Nucleus has today announced the recommended cash acquisition of Curtis Banks Group plc (“Curtis Banks”) for consideration of 350p per Curtis Banks share, a 32.1% premium to the closing price before the commencement of the offer period, representing a total equity value for Curtis Banks of approximately £242 million on a fully diluted basis.

The transaction will bring together the Nucleus Group and the Curtis Banks Group to create a leading retirement-focused adviser platform with approximately £80 billion of assets under administration.

The combination of Curtis Banks’ award-winning SIPP and SSAS product offering and strong presence as a provider to customers with complex retirement needs, with Nucleus’ established reputation in the UK platform market will create a comprehensive proposition to support financial advisers and their customers across the full wealth spectrum.

Advisers currently served by Curtis Banks will also benefit from access to a broader suite of platform services available within the Nucleus Group’s existing offering, including ISAs, GIAs and onshore and offshore bonds, enabling financial advisers to help make retirement more rewarding for their customers.

The acquisition of Curtis Banks represents an attractive opportunity for the Nucleus Group to advance its stated strategy of creating one of the UK’s leading adviser platforms.

Nucleus is pleased that the board of Curtis Banks has unanimously recommended that Curtis Banks shareholders vote in favour of the transaction, and that the Curtis Banks directors who hold shares have irrevocably undertaken to Nucleus to do so themselves. Additionally, Nucleus has received irrevocable undertakings to vote in favour of the transaction from Christopher Banks, Rupert Curtis, Sally Curtis and Paul Tarran (the founding shareholders of Curtis Banks), Oryx International Growth Fund Limited and Odyssean Investment Trust plc, who in total represent approximately 49% of Curtis Banks’ issued share capital. In addition, Nucleus has received a letter of intent from Canaccord Genuity Asset Management Limited to vote in favour of the transaction. Accordingly, Nucleus has received irrevocable undertakings and a letter of intent to vote in favour of the transaction representing, in aggregate, approximately 54% of Curtis Banks’ issued share capital.

The acquisition is conditional on, amongst other things, approval by Curtis Banks shareholders and the receipt of clearances from relevant regulators. It is to be implemented by way of a Scheme of Arrangement and is expected to complete in Q2 2023.
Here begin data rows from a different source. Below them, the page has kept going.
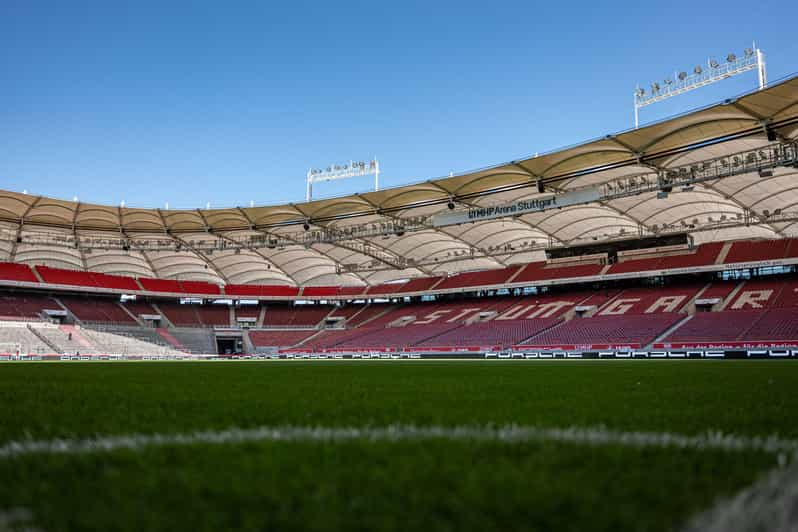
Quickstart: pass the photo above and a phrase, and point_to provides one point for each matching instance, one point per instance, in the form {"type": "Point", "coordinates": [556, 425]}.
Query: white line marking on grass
{"type": "Point", "coordinates": [770, 504]}
{"type": "Point", "coordinates": [593, 436]}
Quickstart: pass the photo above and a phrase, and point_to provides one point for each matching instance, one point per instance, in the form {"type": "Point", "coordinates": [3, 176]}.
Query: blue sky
{"type": "Point", "coordinates": [232, 102]}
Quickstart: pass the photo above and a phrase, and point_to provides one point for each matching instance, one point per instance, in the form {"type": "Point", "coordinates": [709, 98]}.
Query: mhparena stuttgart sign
{"type": "Point", "coordinates": [516, 208]}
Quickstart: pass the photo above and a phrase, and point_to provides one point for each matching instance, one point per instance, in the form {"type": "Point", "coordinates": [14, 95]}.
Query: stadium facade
{"type": "Point", "coordinates": [671, 239]}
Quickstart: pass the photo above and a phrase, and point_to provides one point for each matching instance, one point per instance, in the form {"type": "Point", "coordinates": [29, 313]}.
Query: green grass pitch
{"type": "Point", "coordinates": [362, 485]}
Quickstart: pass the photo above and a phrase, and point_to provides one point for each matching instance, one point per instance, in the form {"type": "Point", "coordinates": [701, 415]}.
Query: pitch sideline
{"type": "Point", "coordinates": [593, 436]}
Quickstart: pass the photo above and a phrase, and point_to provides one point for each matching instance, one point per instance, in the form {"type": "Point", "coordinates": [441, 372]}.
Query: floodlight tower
{"type": "Point", "coordinates": [337, 171]}
{"type": "Point", "coordinates": [753, 58]}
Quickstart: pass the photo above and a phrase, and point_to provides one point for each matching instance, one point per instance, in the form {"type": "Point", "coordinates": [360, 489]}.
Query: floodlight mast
{"type": "Point", "coordinates": [715, 71]}
{"type": "Point", "coordinates": [336, 172]}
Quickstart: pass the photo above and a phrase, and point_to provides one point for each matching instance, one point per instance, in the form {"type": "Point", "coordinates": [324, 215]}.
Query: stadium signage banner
{"type": "Point", "coordinates": [517, 208]}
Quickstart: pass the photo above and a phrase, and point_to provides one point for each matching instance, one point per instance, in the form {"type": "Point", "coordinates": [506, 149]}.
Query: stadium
{"type": "Point", "coordinates": [671, 240]}
{"type": "Point", "coordinates": [599, 337]}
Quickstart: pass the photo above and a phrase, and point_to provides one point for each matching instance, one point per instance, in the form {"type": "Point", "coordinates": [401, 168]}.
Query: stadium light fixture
{"type": "Point", "coordinates": [714, 71]}
{"type": "Point", "coordinates": [343, 171]}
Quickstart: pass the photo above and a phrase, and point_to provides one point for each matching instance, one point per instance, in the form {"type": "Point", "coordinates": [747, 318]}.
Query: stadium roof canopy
{"type": "Point", "coordinates": [732, 126]}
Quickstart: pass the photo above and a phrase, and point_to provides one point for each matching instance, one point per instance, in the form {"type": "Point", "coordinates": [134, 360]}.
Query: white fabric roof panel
{"type": "Point", "coordinates": [729, 127]}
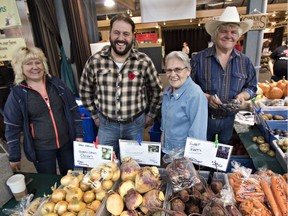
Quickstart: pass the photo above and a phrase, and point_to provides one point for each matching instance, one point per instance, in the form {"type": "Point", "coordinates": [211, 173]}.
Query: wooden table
{"type": "Point", "coordinates": [260, 159]}
{"type": "Point", "coordinates": [39, 184]}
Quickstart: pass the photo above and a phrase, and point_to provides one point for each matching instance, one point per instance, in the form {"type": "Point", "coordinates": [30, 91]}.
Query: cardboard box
{"type": "Point", "coordinates": [6, 172]}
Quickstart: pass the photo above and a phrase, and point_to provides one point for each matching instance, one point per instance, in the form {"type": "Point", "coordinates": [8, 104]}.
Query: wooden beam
{"type": "Point", "coordinates": [126, 3]}
{"type": "Point", "coordinates": [241, 10]}
{"type": "Point", "coordinates": [205, 15]}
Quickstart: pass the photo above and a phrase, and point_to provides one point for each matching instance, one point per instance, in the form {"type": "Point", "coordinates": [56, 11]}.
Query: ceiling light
{"type": "Point", "coordinates": [109, 3]}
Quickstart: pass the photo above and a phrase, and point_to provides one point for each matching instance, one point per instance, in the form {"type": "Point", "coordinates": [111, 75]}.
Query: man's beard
{"type": "Point", "coordinates": [118, 52]}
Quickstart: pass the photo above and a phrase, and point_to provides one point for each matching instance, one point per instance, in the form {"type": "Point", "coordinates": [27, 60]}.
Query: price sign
{"type": "Point", "coordinates": [208, 154]}
{"type": "Point", "coordinates": [88, 155]}
{"type": "Point", "coordinates": [148, 153]}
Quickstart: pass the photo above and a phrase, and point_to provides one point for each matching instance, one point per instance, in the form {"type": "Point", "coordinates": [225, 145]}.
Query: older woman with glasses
{"type": "Point", "coordinates": [45, 109]}
{"type": "Point", "coordinates": [184, 106]}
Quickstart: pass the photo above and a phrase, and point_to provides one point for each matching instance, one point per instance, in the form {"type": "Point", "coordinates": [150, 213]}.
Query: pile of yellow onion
{"type": "Point", "coordinates": [81, 194]}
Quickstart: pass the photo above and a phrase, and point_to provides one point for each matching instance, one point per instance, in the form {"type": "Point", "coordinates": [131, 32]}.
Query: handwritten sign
{"type": "Point", "coordinates": [260, 21]}
{"type": "Point", "coordinates": [207, 154]}
{"type": "Point", "coordinates": [9, 15]}
{"type": "Point", "coordinates": [148, 153]}
{"type": "Point", "coordinates": [87, 155]}
{"type": "Point", "coordinates": [9, 46]}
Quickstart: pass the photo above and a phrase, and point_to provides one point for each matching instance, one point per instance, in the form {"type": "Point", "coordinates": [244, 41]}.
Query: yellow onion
{"type": "Point", "coordinates": [95, 174]}
{"type": "Point", "coordinates": [51, 214]}
{"type": "Point", "coordinates": [84, 186]}
{"type": "Point", "coordinates": [76, 205]}
{"type": "Point", "coordinates": [113, 165]}
{"type": "Point", "coordinates": [65, 180]}
{"type": "Point", "coordinates": [61, 207]}
{"type": "Point", "coordinates": [129, 169]}
{"type": "Point", "coordinates": [69, 214]}
{"type": "Point", "coordinates": [86, 212]}
{"type": "Point", "coordinates": [116, 175]}
{"type": "Point", "coordinates": [88, 196]}
{"type": "Point", "coordinates": [47, 207]}
{"type": "Point", "coordinates": [147, 179]}
{"type": "Point", "coordinates": [106, 172]}
{"type": "Point", "coordinates": [124, 187]}
{"type": "Point", "coordinates": [73, 193]}
{"type": "Point", "coordinates": [94, 205]}
{"type": "Point", "coordinates": [107, 184]}
{"type": "Point", "coordinates": [96, 186]}
{"type": "Point", "coordinates": [100, 195]}
{"type": "Point", "coordinates": [114, 204]}
{"type": "Point", "coordinates": [58, 194]}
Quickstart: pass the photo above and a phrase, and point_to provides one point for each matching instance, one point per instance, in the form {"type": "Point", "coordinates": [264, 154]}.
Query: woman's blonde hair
{"type": "Point", "coordinates": [23, 55]}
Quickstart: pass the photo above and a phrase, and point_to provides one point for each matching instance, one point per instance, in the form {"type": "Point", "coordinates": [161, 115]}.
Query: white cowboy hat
{"type": "Point", "coordinates": [229, 15]}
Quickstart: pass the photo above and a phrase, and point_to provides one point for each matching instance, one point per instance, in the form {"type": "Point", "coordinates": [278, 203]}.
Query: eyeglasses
{"type": "Point", "coordinates": [176, 70]}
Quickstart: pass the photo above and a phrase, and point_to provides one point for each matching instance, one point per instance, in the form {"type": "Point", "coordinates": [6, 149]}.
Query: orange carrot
{"type": "Point", "coordinates": [268, 192]}
{"type": "Point", "coordinates": [283, 184]}
{"type": "Point", "coordinates": [279, 194]}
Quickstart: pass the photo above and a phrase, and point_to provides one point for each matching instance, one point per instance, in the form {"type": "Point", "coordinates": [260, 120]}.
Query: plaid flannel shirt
{"type": "Point", "coordinates": [120, 93]}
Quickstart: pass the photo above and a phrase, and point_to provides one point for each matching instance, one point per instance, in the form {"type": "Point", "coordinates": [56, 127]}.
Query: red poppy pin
{"type": "Point", "coordinates": [131, 75]}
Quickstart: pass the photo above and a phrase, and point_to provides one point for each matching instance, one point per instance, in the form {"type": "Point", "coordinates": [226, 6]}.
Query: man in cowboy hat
{"type": "Point", "coordinates": [226, 76]}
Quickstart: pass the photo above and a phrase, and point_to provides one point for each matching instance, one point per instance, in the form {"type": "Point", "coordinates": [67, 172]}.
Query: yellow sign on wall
{"type": "Point", "coordinates": [9, 15]}
{"type": "Point", "coordinates": [260, 21]}
{"type": "Point", "coordinates": [9, 46]}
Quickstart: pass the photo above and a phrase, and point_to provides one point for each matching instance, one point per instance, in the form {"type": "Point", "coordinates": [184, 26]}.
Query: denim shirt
{"type": "Point", "coordinates": [184, 114]}
{"type": "Point", "coordinates": [239, 75]}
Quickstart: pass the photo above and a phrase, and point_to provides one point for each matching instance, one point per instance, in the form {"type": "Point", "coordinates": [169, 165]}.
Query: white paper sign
{"type": "Point", "coordinates": [148, 153]}
{"type": "Point", "coordinates": [206, 154]}
{"type": "Point", "coordinates": [87, 155]}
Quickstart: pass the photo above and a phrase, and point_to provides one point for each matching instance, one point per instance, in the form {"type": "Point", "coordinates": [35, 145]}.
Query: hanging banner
{"type": "Point", "coordinates": [260, 20]}
{"type": "Point", "coordinates": [9, 15]}
{"type": "Point", "coordinates": [9, 46]}
{"type": "Point", "coordinates": [165, 10]}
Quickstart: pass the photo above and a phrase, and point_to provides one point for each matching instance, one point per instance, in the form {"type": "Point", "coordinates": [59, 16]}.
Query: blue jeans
{"type": "Point", "coordinates": [109, 133]}
{"type": "Point", "coordinates": [223, 127]}
{"type": "Point", "coordinates": [47, 160]}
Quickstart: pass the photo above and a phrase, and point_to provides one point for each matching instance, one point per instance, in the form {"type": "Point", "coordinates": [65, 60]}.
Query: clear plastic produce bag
{"type": "Point", "coordinates": [182, 174]}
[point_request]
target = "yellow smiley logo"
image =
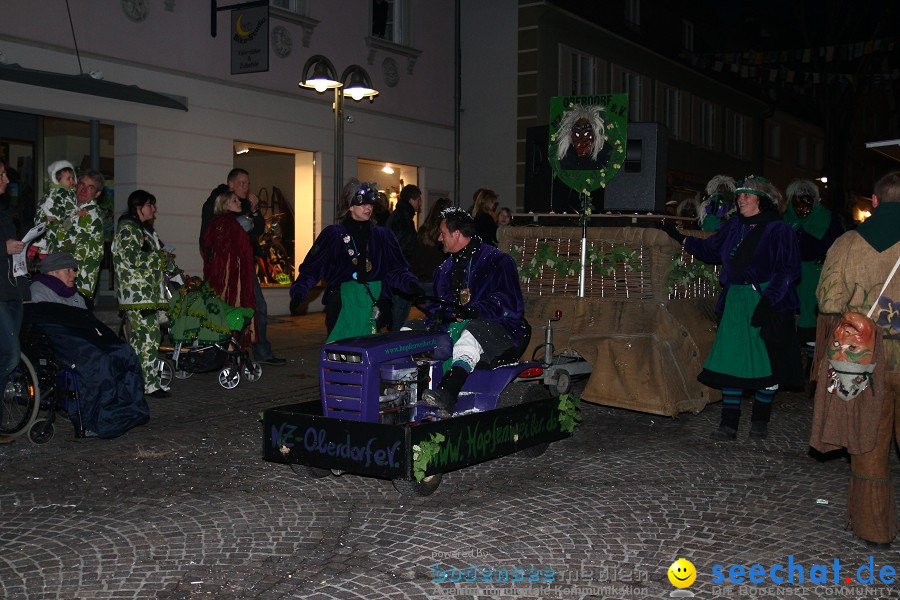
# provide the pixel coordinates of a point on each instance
(682, 573)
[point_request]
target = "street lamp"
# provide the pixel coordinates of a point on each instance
(319, 74)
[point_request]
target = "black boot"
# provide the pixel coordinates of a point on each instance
(728, 426)
(759, 419)
(443, 398)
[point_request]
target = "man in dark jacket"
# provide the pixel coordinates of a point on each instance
(485, 282)
(402, 223)
(238, 182)
(12, 291)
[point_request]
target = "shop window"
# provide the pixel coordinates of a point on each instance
(284, 180)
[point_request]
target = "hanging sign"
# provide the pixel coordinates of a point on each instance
(587, 139)
(250, 40)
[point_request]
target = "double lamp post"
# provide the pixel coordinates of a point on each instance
(319, 74)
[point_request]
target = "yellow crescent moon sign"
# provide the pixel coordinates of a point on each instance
(239, 28)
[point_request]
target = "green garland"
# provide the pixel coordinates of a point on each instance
(603, 263)
(569, 412)
(683, 274)
(423, 453)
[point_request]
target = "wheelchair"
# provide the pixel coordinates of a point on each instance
(36, 390)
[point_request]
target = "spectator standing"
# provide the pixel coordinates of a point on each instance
(816, 228)
(429, 253)
(485, 216)
(141, 265)
(485, 282)
(359, 261)
(13, 290)
(755, 346)
(228, 262)
(75, 224)
(402, 223)
(504, 216)
(238, 183)
(856, 268)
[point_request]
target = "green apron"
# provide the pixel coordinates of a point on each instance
(355, 318)
(738, 350)
(455, 330)
(810, 271)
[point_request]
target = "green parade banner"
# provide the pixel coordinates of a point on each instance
(578, 126)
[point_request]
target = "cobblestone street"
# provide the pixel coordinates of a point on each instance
(184, 507)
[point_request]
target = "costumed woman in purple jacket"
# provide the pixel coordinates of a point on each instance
(816, 228)
(359, 262)
(755, 346)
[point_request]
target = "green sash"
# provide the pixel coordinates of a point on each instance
(738, 350)
(355, 318)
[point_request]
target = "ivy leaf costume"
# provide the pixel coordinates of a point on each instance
(80, 234)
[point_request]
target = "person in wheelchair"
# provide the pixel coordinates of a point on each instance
(490, 322)
(110, 384)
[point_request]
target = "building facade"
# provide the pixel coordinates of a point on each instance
(283, 134)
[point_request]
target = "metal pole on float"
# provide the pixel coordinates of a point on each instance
(584, 218)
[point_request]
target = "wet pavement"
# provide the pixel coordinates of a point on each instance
(184, 507)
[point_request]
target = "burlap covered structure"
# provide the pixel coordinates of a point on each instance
(645, 344)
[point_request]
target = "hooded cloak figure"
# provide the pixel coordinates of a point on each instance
(719, 204)
(581, 139)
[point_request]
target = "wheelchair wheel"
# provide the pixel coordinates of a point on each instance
(251, 374)
(166, 372)
(41, 431)
(21, 399)
(229, 377)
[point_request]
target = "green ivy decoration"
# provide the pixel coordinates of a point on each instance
(423, 453)
(684, 274)
(602, 263)
(569, 412)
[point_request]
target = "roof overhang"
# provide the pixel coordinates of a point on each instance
(85, 84)
(890, 148)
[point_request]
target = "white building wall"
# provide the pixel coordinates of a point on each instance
(180, 156)
(489, 102)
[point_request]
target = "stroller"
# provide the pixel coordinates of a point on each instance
(206, 336)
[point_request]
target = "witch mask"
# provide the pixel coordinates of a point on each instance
(851, 356)
(583, 137)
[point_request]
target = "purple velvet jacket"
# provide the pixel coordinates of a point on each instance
(776, 260)
(494, 284)
(328, 259)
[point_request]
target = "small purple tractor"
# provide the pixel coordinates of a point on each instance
(371, 421)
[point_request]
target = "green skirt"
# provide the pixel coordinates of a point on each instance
(738, 357)
(355, 318)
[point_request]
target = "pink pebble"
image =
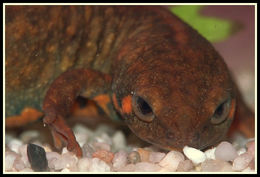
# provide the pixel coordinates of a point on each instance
(251, 147)
(225, 151)
(10, 157)
(146, 167)
(119, 160)
(171, 160)
(242, 161)
(211, 165)
(156, 156)
(185, 165)
(83, 164)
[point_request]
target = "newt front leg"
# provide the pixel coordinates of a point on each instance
(61, 97)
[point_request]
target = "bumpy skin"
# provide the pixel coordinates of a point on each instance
(56, 53)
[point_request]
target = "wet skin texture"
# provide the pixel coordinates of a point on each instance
(165, 81)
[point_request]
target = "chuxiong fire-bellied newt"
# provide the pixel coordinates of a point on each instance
(167, 83)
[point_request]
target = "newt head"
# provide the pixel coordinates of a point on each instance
(183, 98)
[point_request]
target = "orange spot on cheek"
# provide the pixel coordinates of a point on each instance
(115, 102)
(232, 109)
(28, 115)
(127, 104)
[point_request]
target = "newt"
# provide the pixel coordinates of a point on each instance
(141, 64)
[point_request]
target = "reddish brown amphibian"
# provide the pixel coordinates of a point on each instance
(165, 80)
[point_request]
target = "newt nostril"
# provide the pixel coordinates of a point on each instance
(170, 135)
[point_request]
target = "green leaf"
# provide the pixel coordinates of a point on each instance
(212, 28)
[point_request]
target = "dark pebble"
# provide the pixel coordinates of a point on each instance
(37, 157)
(133, 157)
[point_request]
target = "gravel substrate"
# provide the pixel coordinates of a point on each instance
(106, 150)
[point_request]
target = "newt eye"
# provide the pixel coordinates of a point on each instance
(142, 109)
(221, 112)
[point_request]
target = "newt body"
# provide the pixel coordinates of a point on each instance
(165, 80)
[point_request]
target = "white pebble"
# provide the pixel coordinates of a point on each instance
(241, 151)
(14, 145)
(84, 164)
(225, 151)
(52, 157)
(64, 150)
(9, 160)
(67, 160)
(128, 168)
(210, 153)
(242, 161)
(195, 155)
(88, 150)
(26, 170)
(156, 156)
(248, 169)
(211, 165)
(65, 170)
(119, 160)
(98, 165)
(118, 140)
(81, 129)
(101, 146)
(146, 167)
(18, 164)
(81, 138)
(103, 138)
(185, 165)
(27, 136)
(171, 160)
(23, 152)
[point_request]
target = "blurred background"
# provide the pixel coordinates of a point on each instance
(231, 29)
Commenting on the announcement, Richard Rowney, Group CEO of the Nucleus Group, said: “We’re delighted to be announcing the acquisition of Curtis Banks, which on completion will become part of our leading independent adviser platform group, with approximately £80 billion in combined AuA. Our ambition remains to create the UK’s leading platform, exclusively for financial advisers to help them make retirement more rewarding for their customers. We’re already demonstrating the benefits of scale, enabling investment in technology, people, products, price and service.

As one of the UK’s largest independent SIPP and SSAS providers, Curtis Banks not only adds further significant scale to our business but will complement our existing expertise and benefit our combined adviser base providing added flexibility and optionality.”

David Barral, Executive Chairman of Curtis Banks, said: “The Board of Curtis Banks is pleased to be recommending the Nucleus Group’s offer for the company, which represents a significant premium in cash and offers certain value for our shareholders. Curtis Banks recognises Nucleus’ established reputation and strength in the adviser platform market, as well as our shared customer-centric approach and aligned corporate values. The Combined Group’s greater scale, efficient platform, broader product proposition and enhanced ability to invest in technology and service will benefit all stakeholders.”